"Be quiet, Buddy, an' let me tell," interrupted Doris. "She did find him! Course she found him, an'—an' her horrid ol' clo'es was changed to a lovely wedding dress, an'—an'—that's the end of it!"

Miss Tripp laughed. She felt unreasonably cheered by this optimistic finale to her sad little story—which had no ending.

"That would be the beginning of a very cheerful story," she said. "Now Aunty Evelyn must get some breakfast and start out into the cold world."

"Oh! we want you to stay!"

"I'm coming back, dears; yes, indeed; I'll be back this very evening, and then I'll tell you the loveliest story in the world, all about a little goose-girl."

It was a very cold world indeed into which Miss Tripp fared forth that winter morning. But Elizabeth's friendly protests were vain.

"I really must go, dear," Evelyn told her with a firmness quite foreign to her fashionable self. "You don't know—you can't guess how necessary it is for me to find some way of earning money. Mother——" her voice shook a little—"isn't at all well; she never was very strong, and our losses have quite—Why, Elizabeth, you would hardly know mother; she's so changed. She just sits by the window, and—looks out; I can't seem to rouse her to—to do anything."

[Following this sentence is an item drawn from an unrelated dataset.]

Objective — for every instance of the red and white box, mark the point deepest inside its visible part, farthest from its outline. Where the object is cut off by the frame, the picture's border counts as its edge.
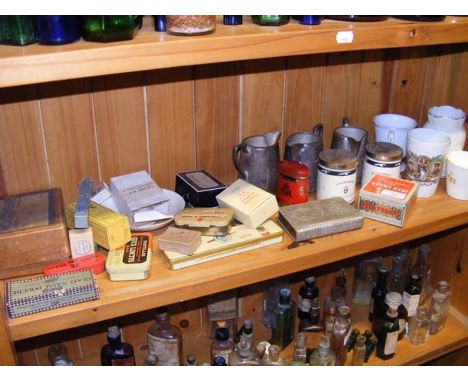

Remembering the frail, artificial old lady, with her elaborate toilets and her perpetual aura of rice-powder and sachet, Elizabeth thought this exceedingly probable. "Was it so very bad, Evelyn?" she asked hesitatingly. "You know you only told me——"

"We lost nearly everything when the Back-Bay Security Company failed last fall," said Evelyn quietly. "I—couldn't seem to believe it at first. Of course we were never rich; but we had always lived very comfortably—you know how pleasant it was in our little apartment, Elizabeth, with our good Marie to do everything for us, and all our friends."

Miss Tripp touched her eyelids delicately with her little lace-edged handkerchief. "I—mustn't cry," she said. "It makes one look so like a fright, and I——. Elizabeth, do you suppose I could get a place to—teach? I do love children so, and they always seem to like me."